NORMAN, Okla. -- Surrounded by cameras and microphones with his back pressed against the wall, Austin Kendall answered questions with a calm, confident demeanor that belies the mental image that comes to mind when thinking of a true freshman.
It was a short glimpse of the true freshman quarterback that makes it easy to see why Oklahoma feels better about its backup quarterback situation behind Baker Mayfield than it did when the spring began.
"Austin, that dude right there is a player ... he came in ready to work," safety Steven Parker said. "He's a workhorse. He's more mature than most freshmen I've seen."
Kendall, an early enrollee who is in his first college semester, capped off his first spring in Norman, Oklahoma, with mediocre numbers during a spring game marred by windy conditions, finishing 8-of-17 for 52 yards. But he displayed poise, accuracy (he had multiple dropped passes), and surprising mobility to help reaffirm the growing confidence the coaching staff has in the ESPN300 signee.
"He's been more than we could have expected," coach Bob Stoops said. "He's got a lot of poise, maturity to him and a lot of confidence. He did really well, like he did most of the spring."
The quarterback position behind Baker Mayfield was a major question mark heading into the spring, but Kendall's performance made offensive coordinator Lincoln Riley's comfort level with him behind center skyrocket during spring drills.
"It's pretty high right now," Riley said. "He just gets better and better. He's pretty smart about the chances to take. It was good to see the look in his eye today when we were in front of a lot of people. Here's a kid who should be getting ready for prom, and he's playing in front of a great crowd and he handled it great."
The departure of Trevor Knight, who was named Texas A&M's starter on Monday, and Cody Thomas, who elected to focus on baseball, left Oklahoma with a hole behind Mayfield, one of the favorites for the Heisman Trophy heading into 2016. Kendall went a long way to silencing those concerns with a spring that exceeded expectations in a lot of ways.
"Once I got here and in the system, I felt comfortable," Kendall said. "Now, with practices, scrimmages and the spring game, I feel comfortable. If my name gets called I'm confident I can get the job done. Coach Riley says always prepare to be in there every down and I'm going to be next to him [on the sideline] every single play and be ready if anything happens."
The Sooners had confidence in the No. 182 player in the 2016 ESPN300 heading into the spring. After all, they signed him for a reason. Yet, seeing him actually do it on the field should keep Oklahoma from pushing the panic button during the summer because of a concern about the No. 2 quarterback.

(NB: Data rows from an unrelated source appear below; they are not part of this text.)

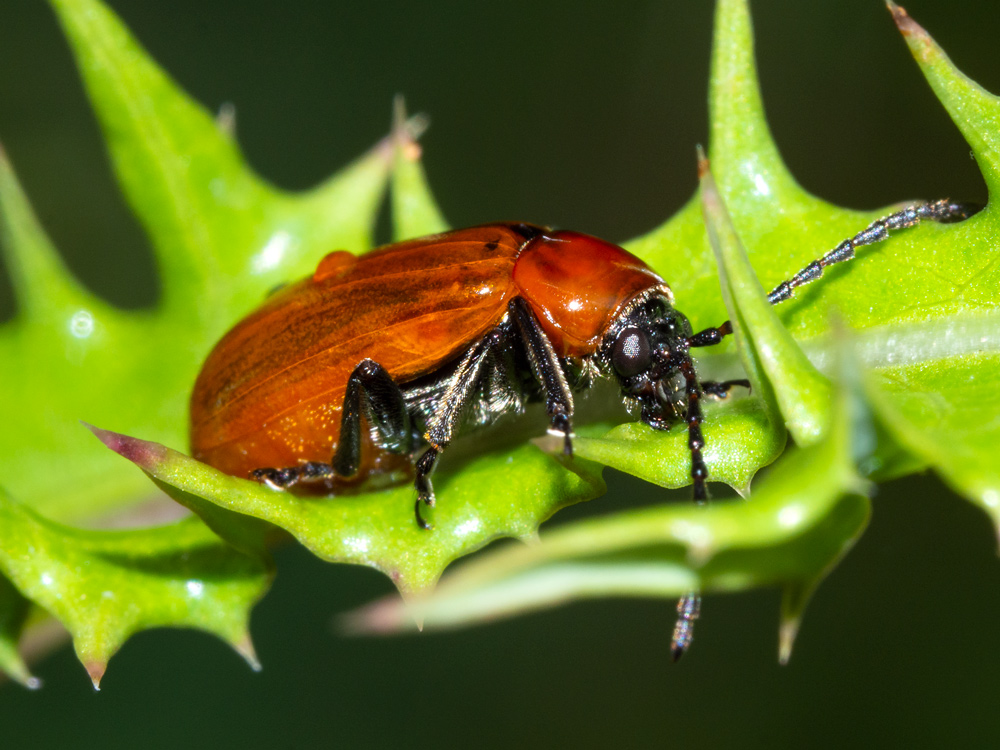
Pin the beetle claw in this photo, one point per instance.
(421, 522)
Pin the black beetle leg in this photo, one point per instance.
(942, 211)
(547, 370)
(721, 389)
(689, 606)
(462, 389)
(371, 390)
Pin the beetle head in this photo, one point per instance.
(645, 350)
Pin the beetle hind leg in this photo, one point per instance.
(282, 479)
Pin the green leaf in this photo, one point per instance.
(415, 213)
(14, 610)
(806, 514)
(777, 367)
(222, 239)
(378, 529)
(106, 585)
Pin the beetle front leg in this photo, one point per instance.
(547, 371)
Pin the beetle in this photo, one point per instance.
(372, 366)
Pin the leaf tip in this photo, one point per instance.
(96, 671)
(406, 131)
(382, 617)
(787, 633)
(904, 23)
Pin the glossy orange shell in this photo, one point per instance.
(270, 394)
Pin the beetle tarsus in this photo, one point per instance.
(421, 521)
(943, 211)
(688, 610)
(276, 479)
(422, 482)
(720, 390)
(561, 427)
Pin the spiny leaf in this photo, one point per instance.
(415, 213)
(805, 515)
(104, 586)
(739, 438)
(378, 529)
(13, 613)
(222, 238)
(776, 365)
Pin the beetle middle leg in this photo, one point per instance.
(547, 371)
(372, 391)
(489, 354)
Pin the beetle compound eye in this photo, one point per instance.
(631, 354)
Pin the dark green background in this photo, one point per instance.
(581, 115)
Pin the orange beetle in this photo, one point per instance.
(424, 338)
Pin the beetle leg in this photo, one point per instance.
(547, 371)
(689, 606)
(371, 389)
(721, 390)
(385, 408)
(710, 336)
(448, 415)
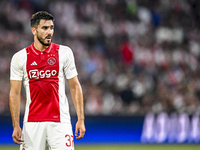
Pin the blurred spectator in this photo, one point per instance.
(133, 56)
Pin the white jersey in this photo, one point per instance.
(43, 75)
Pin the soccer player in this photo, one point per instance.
(43, 67)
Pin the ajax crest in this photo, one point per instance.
(51, 61)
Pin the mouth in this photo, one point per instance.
(48, 37)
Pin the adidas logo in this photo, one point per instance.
(33, 63)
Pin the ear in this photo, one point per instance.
(33, 29)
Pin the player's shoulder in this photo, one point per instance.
(20, 54)
(65, 49)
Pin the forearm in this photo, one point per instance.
(15, 108)
(77, 97)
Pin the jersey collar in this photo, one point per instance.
(37, 52)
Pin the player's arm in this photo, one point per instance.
(77, 97)
(15, 100)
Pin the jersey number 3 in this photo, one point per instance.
(70, 140)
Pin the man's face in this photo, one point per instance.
(44, 32)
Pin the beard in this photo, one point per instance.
(42, 40)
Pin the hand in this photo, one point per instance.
(17, 135)
(80, 129)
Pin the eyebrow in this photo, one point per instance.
(48, 26)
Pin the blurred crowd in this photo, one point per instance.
(132, 56)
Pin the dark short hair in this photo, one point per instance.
(35, 19)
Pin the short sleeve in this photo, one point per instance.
(16, 70)
(69, 66)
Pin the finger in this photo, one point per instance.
(17, 140)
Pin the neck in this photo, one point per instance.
(39, 46)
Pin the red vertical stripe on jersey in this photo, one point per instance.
(43, 69)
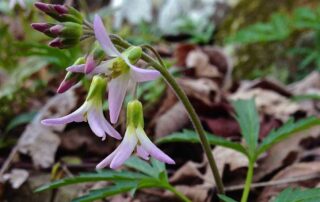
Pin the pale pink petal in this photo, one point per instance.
(94, 123)
(142, 75)
(76, 68)
(152, 149)
(76, 116)
(142, 153)
(107, 127)
(90, 64)
(103, 37)
(117, 91)
(125, 149)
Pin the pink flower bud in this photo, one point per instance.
(41, 27)
(61, 9)
(56, 30)
(43, 7)
(56, 43)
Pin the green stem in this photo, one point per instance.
(185, 101)
(248, 182)
(178, 194)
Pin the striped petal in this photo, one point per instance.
(103, 37)
(108, 128)
(117, 91)
(76, 116)
(142, 153)
(152, 149)
(94, 121)
(125, 149)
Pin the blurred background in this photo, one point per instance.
(219, 50)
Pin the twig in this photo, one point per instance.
(7, 163)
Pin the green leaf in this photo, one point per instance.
(226, 198)
(248, 119)
(192, 137)
(19, 120)
(286, 131)
(108, 175)
(120, 187)
(298, 195)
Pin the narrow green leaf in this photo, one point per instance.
(298, 195)
(108, 175)
(226, 198)
(192, 137)
(248, 119)
(19, 120)
(288, 129)
(118, 188)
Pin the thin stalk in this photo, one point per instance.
(178, 194)
(191, 111)
(248, 182)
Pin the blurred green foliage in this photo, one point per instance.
(267, 35)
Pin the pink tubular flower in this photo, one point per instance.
(13, 3)
(120, 68)
(135, 137)
(90, 111)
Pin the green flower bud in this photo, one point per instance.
(97, 89)
(135, 114)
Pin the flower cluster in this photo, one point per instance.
(113, 75)
(68, 31)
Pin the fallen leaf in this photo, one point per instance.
(173, 120)
(292, 172)
(39, 141)
(269, 102)
(200, 61)
(284, 153)
(16, 177)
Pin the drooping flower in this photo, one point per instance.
(91, 111)
(134, 138)
(120, 68)
(13, 3)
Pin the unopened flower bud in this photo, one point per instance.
(61, 13)
(97, 88)
(63, 42)
(135, 114)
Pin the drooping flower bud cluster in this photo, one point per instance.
(68, 31)
(112, 75)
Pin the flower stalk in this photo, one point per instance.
(185, 101)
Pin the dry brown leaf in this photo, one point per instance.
(200, 61)
(173, 120)
(203, 89)
(39, 141)
(16, 177)
(291, 172)
(283, 153)
(197, 193)
(269, 102)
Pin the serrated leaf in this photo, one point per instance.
(109, 175)
(226, 198)
(288, 129)
(118, 188)
(248, 120)
(192, 137)
(298, 195)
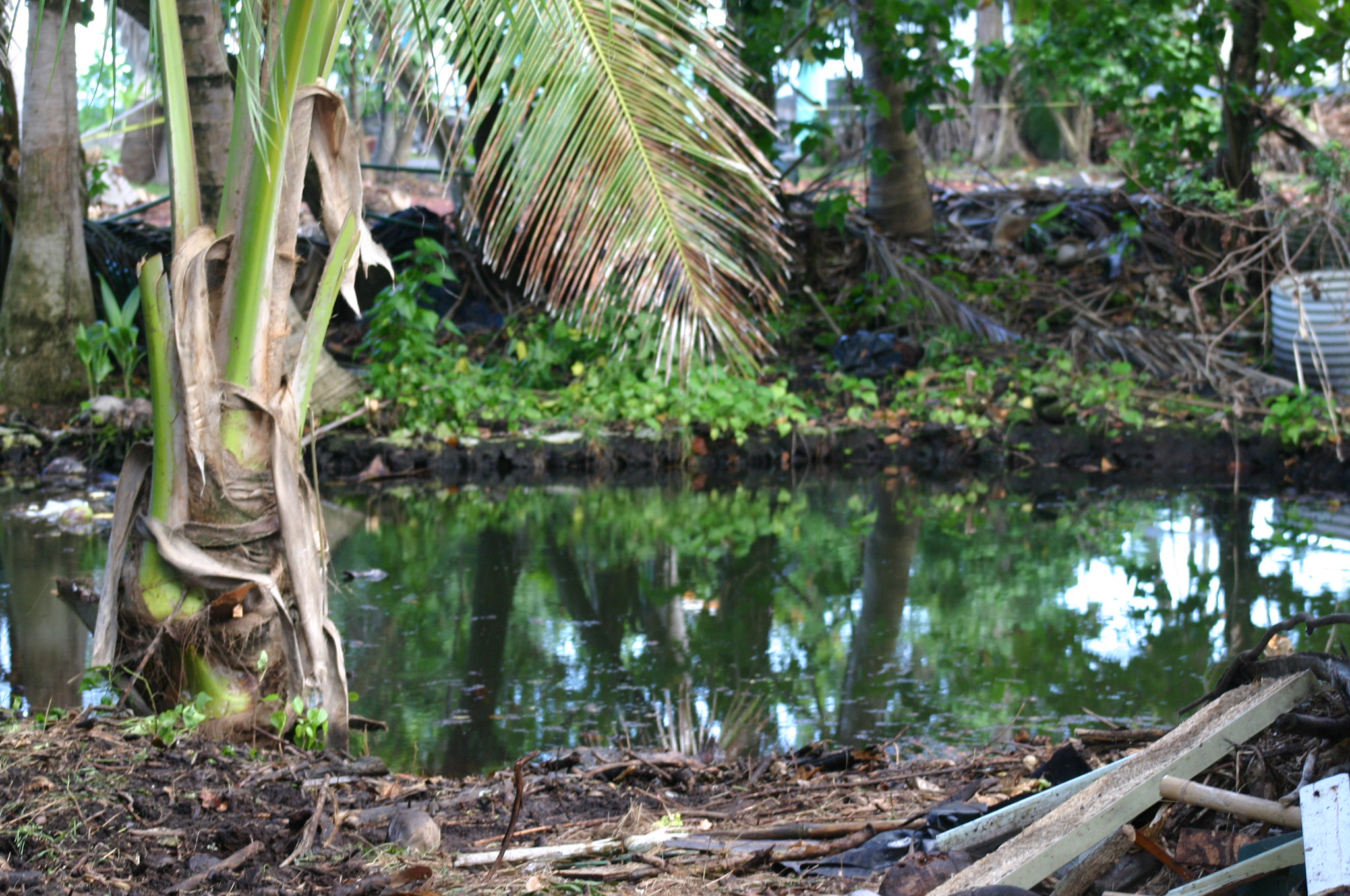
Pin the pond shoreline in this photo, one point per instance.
(91, 807)
(1194, 454)
(1198, 455)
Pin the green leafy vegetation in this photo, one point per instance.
(172, 725)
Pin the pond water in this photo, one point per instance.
(543, 619)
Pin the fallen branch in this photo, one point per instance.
(592, 849)
(519, 777)
(307, 835)
(227, 864)
(819, 830)
(792, 853)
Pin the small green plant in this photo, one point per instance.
(832, 211)
(123, 333)
(311, 725)
(1206, 193)
(1298, 418)
(92, 347)
(172, 725)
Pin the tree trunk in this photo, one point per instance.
(211, 96)
(1240, 115)
(1076, 145)
(9, 149)
(46, 288)
(407, 135)
(388, 131)
(990, 146)
(896, 189)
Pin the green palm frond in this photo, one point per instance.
(612, 176)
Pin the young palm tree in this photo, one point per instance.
(610, 172)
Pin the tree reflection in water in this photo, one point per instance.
(527, 619)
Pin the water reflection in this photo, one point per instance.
(524, 619)
(45, 641)
(544, 619)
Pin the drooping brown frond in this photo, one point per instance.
(610, 176)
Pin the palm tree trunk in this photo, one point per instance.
(46, 288)
(989, 146)
(211, 95)
(896, 190)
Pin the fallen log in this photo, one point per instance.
(1114, 799)
(591, 849)
(1245, 872)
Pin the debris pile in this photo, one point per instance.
(1252, 787)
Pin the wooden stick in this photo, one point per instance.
(1095, 862)
(593, 849)
(1253, 807)
(1158, 852)
(528, 830)
(813, 830)
(227, 864)
(519, 775)
(1244, 872)
(1118, 736)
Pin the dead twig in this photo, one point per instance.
(227, 864)
(519, 777)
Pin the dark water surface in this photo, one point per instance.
(544, 619)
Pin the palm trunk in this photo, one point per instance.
(46, 288)
(211, 96)
(226, 573)
(989, 146)
(896, 189)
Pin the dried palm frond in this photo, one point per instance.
(1182, 358)
(612, 171)
(943, 306)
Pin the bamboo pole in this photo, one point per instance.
(1253, 807)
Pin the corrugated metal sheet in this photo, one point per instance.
(1326, 310)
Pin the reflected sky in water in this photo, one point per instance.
(546, 619)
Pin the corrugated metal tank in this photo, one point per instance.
(1326, 310)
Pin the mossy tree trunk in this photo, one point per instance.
(46, 288)
(896, 188)
(211, 95)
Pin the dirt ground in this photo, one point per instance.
(88, 807)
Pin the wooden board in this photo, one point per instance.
(1326, 833)
(1114, 799)
(1233, 876)
(1002, 822)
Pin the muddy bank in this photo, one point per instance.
(1173, 455)
(1177, 454)
(94, 808)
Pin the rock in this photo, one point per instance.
(415, 830)
(126, 414)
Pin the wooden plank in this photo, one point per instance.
(1326, 833)
(1114, 799)
(1018, 816)
(1233, 876)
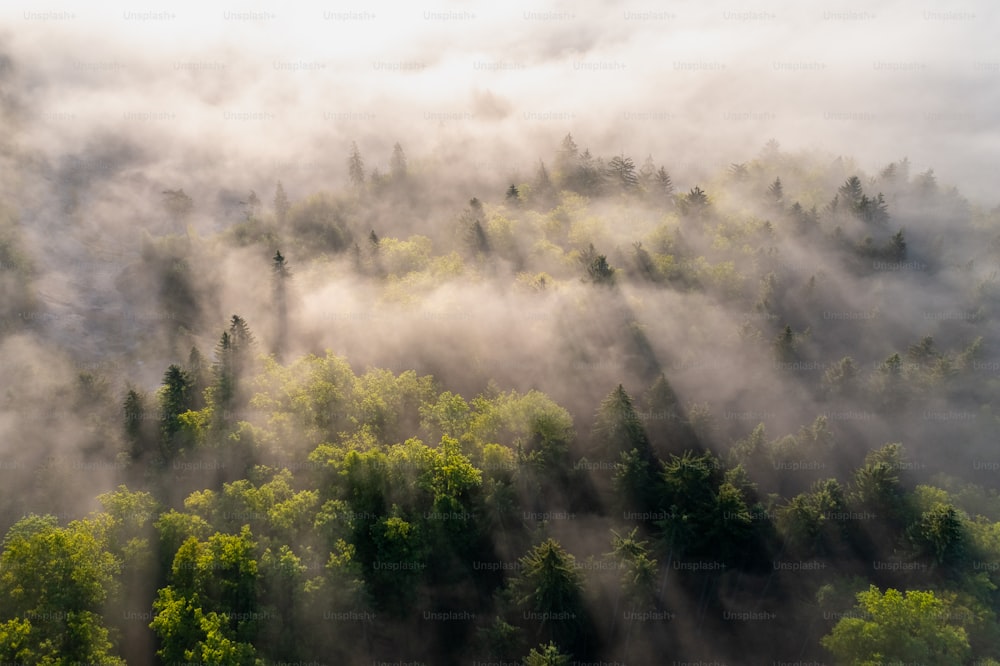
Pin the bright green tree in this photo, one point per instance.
(905, 627)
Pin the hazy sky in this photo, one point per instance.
(285, 89)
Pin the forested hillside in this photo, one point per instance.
(599, 411)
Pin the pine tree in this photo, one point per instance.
(621, 170)
(664, 184)
(397, 163)
(776, 191)
(252, 206)
(281, 204)
(136, 432)
(175, 399)
(199, 371)
(356, 167)
(596, 266)
(513, 197)
(567, 157)
(280, 275)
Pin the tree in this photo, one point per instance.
(695, 203)
(178, 204)
(139, 436)
(939, 534)
(784, 345)
(621, 169)
(664, 185)
(618, 428)
(567, 157)
(776, 192)
(252, 205)
(647, 173)
(548, 656)
(281, 204)
(397, 163)
(175, 399)
(542, 190)
(280, 276)
(232, 357)
(904, 627)
(805, 521)
(596, 266)
(840, 379)
(356, 167)
(53, 582)
(851, 192)
(897, 247)
(878, 487)
(209, 610)
(513, 197)
(551, 589)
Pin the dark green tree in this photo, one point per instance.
(898, 627)
(513, 197)
(596, 266)
(621, 171)
(618, 428)
(281, 204)
(175, 397)
(54, 582)
(776, 192)
(280, 276)
(356, 167)
(551, 591)
(397, 163)
(546, 655)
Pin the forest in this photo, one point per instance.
(565, 415)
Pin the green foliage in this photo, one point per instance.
(54, 581)
(897, 627)
(548, 656)
(596, 266)
(551, 591)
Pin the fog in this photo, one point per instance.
(105, 108)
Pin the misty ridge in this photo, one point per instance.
(390, 394)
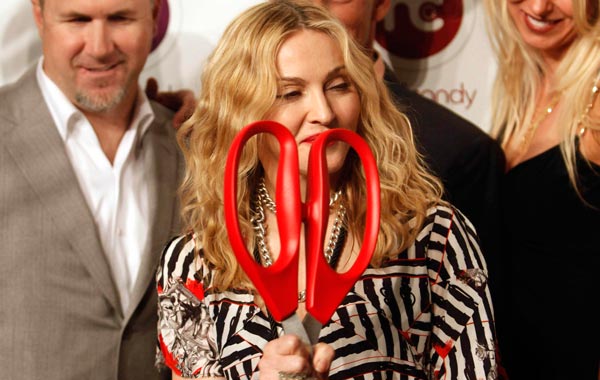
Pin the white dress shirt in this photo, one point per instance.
(117, 194)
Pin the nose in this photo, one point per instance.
(99, 41)
(541, 7)
(320, 109)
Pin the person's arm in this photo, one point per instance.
(463, 337)
(185, 344)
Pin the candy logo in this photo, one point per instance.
(162, 23)
(419, 29)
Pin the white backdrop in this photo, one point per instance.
(438, 47)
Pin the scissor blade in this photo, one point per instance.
(293, 325)
(312, 327)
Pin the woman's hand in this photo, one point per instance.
(287, 358)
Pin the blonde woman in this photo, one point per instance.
(546, 115)
(422, 308)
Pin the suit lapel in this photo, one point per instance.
(161, 152)
(39, 152)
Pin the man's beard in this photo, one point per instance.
(100, 103)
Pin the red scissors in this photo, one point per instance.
(278, 283)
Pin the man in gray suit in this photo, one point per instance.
(88, 175)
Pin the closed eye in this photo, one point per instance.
(289, 95)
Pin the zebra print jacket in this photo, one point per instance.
(427, 314)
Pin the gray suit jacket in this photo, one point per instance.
(60, 316)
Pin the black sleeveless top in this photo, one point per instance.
(552, 246)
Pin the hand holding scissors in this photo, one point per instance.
(278, 283)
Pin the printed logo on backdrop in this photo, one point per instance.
(432, 30)
(421, 36)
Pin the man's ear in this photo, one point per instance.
(381, 9)
(157, 5)
(38, 16)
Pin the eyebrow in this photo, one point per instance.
(330, 75)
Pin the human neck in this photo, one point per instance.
(110, 126)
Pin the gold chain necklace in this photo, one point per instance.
(536, 121)
(588, 107)
(263, 200)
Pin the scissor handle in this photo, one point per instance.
(332, 286)
(277, 284)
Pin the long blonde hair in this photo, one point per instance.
(520, 73)
(239, 86)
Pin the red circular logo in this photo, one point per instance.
(417, 29)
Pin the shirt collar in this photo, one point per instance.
(66, 116)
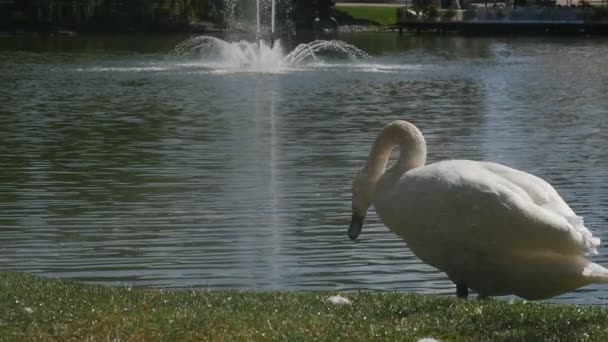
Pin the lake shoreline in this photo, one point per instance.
(42, 308)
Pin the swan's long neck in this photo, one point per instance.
(412, 154)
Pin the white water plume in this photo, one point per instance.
(217, 53)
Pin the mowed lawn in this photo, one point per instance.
(40, 309)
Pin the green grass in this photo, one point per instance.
(381, 15)
(34, 308)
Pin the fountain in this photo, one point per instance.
(262, 55)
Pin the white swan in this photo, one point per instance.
(490, 228)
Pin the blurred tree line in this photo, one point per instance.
(115, 15)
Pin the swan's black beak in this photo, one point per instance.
(356, 222)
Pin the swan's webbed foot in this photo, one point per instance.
(462, 291)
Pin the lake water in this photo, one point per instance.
(124, 164)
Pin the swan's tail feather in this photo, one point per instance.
(596, 273)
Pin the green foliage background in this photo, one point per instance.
(114, 15)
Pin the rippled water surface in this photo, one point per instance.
(123, 164)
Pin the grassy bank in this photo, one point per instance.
(376, 15)
(34, 308)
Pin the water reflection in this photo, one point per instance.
(127, 168)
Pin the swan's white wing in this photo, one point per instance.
(544, 195)
(541, 192)
(461, 204)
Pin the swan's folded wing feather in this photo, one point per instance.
(465, 207)
(545, 196)
(534, 226)
(541, 192)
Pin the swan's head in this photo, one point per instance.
(363, 190)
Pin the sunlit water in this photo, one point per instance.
(123, 163)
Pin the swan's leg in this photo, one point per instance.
(462, 291)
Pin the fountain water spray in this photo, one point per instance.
(260, 56)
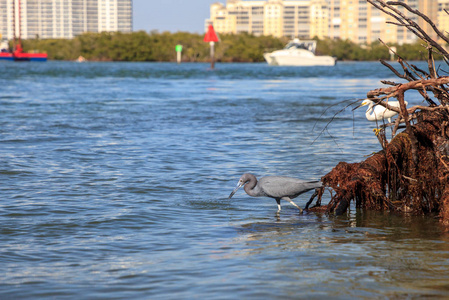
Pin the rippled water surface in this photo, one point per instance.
(115, 177)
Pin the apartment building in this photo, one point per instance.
(274, 17)
(63, 18)
(356, 20)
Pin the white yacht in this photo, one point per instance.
(299, 53)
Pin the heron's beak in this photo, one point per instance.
(239, 185)
(360, 105)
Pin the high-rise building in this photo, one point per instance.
(356, 20)
(63, 18)
(273, 17)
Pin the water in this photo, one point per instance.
(115, 179)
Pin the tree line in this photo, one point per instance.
(159, 47)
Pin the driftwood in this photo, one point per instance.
(411, 173)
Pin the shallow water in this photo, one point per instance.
(115, 179)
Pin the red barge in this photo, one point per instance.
(17, 54)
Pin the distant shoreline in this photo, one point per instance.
(160, 47)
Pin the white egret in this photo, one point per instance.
(379, 112)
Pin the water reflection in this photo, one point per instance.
(364, 253)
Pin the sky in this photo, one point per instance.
(171, 15)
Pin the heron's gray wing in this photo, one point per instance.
(279, 186)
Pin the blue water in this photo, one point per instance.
(115, 178)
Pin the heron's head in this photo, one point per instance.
(244, 179)
(364, 102)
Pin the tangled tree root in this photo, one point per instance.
(393, 179)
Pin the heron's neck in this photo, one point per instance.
(250, 187)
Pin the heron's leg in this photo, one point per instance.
(311, 199)
(279, 204)
(293, 203)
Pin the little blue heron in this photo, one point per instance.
(277, 187)
(379, 112)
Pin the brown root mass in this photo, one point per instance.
(390, 180)
(411, 173)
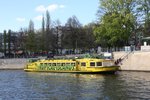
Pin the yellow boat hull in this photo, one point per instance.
(110, 69)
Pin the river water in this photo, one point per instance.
(20, 85)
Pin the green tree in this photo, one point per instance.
(71, 37)
(117, 23)
(144, 15)
(5, 41)
(31, 38)
(9, 43)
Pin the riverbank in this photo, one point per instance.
(13, 64)
(135, 61)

"You never really know how they're going to react that first time [on the field], and so today was just a great step for him," Riley said. "He's been very, very steady all spring. He missed a few things today ... but he's a little better than I thought physically. He's shown the ability to get out of things a little bit more. We felt like coming in, he was a really good thrower and he's shown nothing but that."
Despite his fearless style and love for mixing it up with defenders, Mayfield started every game for the Sooners in 2015 (although he missed the second half against TCU after a concussion). Only West Virginia's Skyler Howard and Texas Tech's Patrick Mahomes joined Mayfield as Big 12 quarterbacks to start every game a year ago, a sign that the backup quarterback position is a critical piece to a Big 12 title run. Thus, finding a quality backup that would ensure the Sooners didn't have to completely revamp the offense without Mayfield was a key to the spring, and Kendall passed the test with flying colors.
"We've been really happy with how just mentally he's progressed," Riley said. "He's really bought in."